Petra Collins and Alexa Demie Play Out Their Fantasies and Traumas in Fairy Tales
As a child, the artist Petra Collins and her sister Anna conjured fairy tale worlds where they could escape from reality, live out their dreams, and play within their deepest fantasies.
“I lived in two different worlds: our world, and then a full other fantasy world,” Collins tells me from her bedroom in Los Angeles over Zoom on a recent afternoon. “It was the best way of disassociating—making these beautiful worlds.”
Playing pretend is by no means a novel aspect of childhood—but Collins has taken that ethos and made a buzzy career out of it. In just seven years, the Toronto native has established her own uniquely hazy, female-gaze-centric aesthetic; become both muse and protégé to photographer Ryan McGinley; shot countless magazine covers; hosted exhibitions at MoMA and Art Basel, and directed short films and music videos for the likes of Cardi B and Olivia Rodrigo. (Her Good 4 U music video for the 18-year-old singer was most recently nominated for a Grammy—Rodrigo FaceTimed Collins during this very interview to congratulate her.)
Collins’s latest project, a photography book made with the Euphoria star Alexa Demie called Fairy Tales, is something of a tribute to the escapism that has become a cornerstone of her work. The project, which will be published by Rizzoli on November 30th, features imagery that encapsulates the daydreams and whimsy of both Collins’s and Demie’s fancies and is broken into nine visual stories in which Demie transforms into a fairy, a banshee, a troll, a mermaid. Sporting elf ears and painted bodysuits, the actress occupies foggy, fantastical spaces that toe the line between dreams and waking life. One moment, she’s a long-haired siren in a strip club; the next, she becomes a water fairy playing with goo in a hospital.

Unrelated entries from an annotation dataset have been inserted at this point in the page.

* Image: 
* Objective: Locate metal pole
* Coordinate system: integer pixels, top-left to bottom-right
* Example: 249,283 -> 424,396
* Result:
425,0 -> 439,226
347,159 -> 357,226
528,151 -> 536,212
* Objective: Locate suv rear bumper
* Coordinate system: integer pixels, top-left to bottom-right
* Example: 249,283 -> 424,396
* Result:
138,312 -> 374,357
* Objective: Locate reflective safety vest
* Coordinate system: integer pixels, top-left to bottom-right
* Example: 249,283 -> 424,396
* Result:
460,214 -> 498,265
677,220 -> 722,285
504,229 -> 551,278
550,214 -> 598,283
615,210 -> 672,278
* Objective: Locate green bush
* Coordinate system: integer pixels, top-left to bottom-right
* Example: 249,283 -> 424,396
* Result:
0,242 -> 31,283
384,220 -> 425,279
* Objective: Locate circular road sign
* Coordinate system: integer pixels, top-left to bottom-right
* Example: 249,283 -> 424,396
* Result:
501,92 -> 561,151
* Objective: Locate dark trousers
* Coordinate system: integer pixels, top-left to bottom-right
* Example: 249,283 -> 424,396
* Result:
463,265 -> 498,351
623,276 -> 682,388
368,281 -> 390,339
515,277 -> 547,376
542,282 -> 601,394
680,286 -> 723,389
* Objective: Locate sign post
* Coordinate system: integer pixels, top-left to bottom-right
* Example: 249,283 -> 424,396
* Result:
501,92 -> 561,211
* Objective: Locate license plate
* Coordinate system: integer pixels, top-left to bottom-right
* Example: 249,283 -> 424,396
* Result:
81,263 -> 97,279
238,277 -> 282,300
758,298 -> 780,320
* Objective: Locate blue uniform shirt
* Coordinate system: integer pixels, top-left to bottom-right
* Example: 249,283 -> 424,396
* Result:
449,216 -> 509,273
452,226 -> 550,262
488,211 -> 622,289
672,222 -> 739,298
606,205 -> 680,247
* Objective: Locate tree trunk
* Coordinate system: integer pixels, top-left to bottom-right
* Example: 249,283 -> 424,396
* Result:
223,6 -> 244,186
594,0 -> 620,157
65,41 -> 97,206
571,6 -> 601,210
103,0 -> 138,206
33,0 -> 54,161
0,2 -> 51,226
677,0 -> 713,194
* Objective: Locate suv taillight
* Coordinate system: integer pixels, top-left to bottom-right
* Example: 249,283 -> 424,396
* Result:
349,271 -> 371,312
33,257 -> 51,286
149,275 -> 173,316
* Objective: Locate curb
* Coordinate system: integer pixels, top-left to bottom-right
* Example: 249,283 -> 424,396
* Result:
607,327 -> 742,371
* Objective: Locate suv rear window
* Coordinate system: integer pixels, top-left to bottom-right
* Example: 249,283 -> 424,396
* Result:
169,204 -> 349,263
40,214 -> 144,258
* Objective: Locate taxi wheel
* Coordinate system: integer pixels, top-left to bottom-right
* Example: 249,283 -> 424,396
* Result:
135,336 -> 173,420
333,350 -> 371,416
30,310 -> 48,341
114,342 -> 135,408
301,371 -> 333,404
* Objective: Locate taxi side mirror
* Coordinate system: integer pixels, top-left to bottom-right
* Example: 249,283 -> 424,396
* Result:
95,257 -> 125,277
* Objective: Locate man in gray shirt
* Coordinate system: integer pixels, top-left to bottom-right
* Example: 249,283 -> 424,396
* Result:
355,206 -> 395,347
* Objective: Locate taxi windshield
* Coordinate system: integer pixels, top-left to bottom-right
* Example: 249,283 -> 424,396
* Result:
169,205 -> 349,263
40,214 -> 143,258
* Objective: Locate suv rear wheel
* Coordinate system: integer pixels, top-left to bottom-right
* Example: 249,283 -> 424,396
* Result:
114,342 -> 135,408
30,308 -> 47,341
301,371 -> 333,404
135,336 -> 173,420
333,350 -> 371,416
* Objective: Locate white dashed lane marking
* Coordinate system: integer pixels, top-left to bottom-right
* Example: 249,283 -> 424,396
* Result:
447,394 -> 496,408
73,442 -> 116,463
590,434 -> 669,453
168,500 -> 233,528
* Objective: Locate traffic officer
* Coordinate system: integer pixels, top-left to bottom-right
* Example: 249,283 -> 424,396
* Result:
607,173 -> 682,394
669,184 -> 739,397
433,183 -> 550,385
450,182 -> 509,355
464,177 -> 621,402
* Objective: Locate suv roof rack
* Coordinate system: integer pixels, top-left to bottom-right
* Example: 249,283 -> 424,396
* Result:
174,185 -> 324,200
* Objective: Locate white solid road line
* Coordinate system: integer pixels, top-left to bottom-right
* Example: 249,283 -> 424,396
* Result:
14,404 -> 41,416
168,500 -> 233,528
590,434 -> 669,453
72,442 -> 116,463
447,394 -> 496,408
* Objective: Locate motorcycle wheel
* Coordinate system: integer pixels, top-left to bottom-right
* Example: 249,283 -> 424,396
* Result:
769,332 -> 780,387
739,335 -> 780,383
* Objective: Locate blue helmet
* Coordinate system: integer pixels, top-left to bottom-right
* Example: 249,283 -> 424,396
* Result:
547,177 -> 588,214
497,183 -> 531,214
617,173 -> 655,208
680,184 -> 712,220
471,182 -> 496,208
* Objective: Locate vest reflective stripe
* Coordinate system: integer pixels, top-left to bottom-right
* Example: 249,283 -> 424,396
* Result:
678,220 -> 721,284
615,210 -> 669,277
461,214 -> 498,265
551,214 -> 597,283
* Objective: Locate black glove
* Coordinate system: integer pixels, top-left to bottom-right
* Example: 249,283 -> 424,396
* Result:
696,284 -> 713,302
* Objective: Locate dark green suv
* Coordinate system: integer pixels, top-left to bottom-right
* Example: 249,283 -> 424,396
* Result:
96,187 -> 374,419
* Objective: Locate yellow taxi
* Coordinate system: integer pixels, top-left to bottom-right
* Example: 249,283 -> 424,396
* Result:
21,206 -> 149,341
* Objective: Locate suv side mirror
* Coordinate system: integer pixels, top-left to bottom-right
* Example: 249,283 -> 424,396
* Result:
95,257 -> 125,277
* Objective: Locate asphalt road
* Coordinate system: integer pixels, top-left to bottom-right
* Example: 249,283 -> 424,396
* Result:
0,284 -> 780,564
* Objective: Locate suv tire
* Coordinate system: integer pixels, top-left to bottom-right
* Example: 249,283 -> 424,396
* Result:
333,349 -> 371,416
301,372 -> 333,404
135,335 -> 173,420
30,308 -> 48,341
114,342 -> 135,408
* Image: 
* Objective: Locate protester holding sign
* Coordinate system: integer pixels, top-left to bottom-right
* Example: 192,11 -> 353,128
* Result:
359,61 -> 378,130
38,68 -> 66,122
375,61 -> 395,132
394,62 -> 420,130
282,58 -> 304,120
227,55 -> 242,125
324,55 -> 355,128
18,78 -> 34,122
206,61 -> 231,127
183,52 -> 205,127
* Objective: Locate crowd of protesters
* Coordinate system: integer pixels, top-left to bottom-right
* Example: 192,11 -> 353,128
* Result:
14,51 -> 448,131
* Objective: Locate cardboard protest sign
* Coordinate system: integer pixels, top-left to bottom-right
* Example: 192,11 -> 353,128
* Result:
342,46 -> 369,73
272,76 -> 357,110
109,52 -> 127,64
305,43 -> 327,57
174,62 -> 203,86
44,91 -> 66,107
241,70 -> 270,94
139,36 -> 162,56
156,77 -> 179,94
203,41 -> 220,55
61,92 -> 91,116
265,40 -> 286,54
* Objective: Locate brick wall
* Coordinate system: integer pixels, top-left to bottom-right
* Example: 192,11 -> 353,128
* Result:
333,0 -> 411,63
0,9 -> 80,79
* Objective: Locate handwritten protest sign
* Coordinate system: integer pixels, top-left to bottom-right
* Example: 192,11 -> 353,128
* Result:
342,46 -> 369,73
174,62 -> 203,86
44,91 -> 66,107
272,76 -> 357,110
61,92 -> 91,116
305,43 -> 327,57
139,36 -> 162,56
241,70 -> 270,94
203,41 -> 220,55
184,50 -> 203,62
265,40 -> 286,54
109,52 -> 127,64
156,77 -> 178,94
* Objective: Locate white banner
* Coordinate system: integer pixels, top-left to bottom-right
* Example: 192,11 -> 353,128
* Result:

The latter character is labeled in the book as a “viz tunder”—the Hungarian name for this particular kind of sprite. Collins was raised on a diet of Hungarian folktales: stories that she describes as “super psychedelic, so sexual, and violent.” She points to one tale in which a girl trades her body for goats, then raises her skirt to reveal a blinding light as a euphemism for her vagina. “This is seared into my memory, and I didn’t realize it was such a big reference until years and years later,” Collins says.
While she watched cartoons with her sister, her real life played out in the background—a childhood that the artist describes as being marked by fear and anxiety growing up in “a household with trauma.” “Throughout my career, I’ve tried to figure out the fairest way to discuss it,” she adds. “That’s obviously a huge factor in my work.” And although both Demie and Collins created Fairy Tales out of a place of happiness, fun, and playfulness, trauma does factor prominently into the narrative. (“We took all our fantasies, our traumas, the things we lust after, and the tales we told ourselves and put them in this book,” a note from the two authors reads on the first page of Fairy Tales.)
“There were obviously our own overarching personal traumas—I was going through a breakup from an abusive relationship and was thinking about how my childhood affected my choice of lovers and breaking that pattern—but then there was this thing where, as a whole society, we experienced a collective trauma,” Collins explains, referring to the pandemic. “There was a need for escape, obviously, but there was also a need for a truer reflection of reality.” The artist found the reigning style of pandemic-era photography to be disparaging. “It felt like the furthest thing from reality,” she says. “There was no life in it.” As a result, Fairy Tales—a book that, at face value, seems otherworldly and fictional—echoes an alternative view of the moment: “The photos are the closest thing to documentary style I could take,” Collins says.
Bondage plays a prominent role in the pages of Fairy Tales. Demie’s wrists are tied with pink rope, or her entire body is bound in a makeshift harness, hanging from the ceiling in a young girl’s bedroom. “A big thing about bondage is controlling discomfort or controlling a strong feeling,” Collins notes. “And it’s visually interesting; it’s fun when the subject is having fun with it and is in a position of power with it.” It’s an intriguing metaphor for Demie, whom Collins first met through “my friend Barbie [Ferreira]—I think I saw her via Instagram,” she says. “For women [of color] like [Demie], she’s put in a very, very specific role, as this angry, ‘spicy’ girl,” Collins says. “People are so typecast, it’s insane. But while shooting her for the book, it was cool to see her range and see that she can obviously do what the fuck ever.”
The Hispanic folklore Demie heard as a child differs slightly from those of Collins’s upbringing—the actress’ grandmother used to tell her stories of fairies and puckish creatures in Spanish. But according to Collins, the feeling of creating an escape and a happy place was all the same.
“I think that’s what we are really missing right now,” Collins says. “Not to use therapy talk, but I feel like a lot of us need to nurture our inner children, who have probably been so frightened by this experience. A book like this is really fun for both your adult and child self.”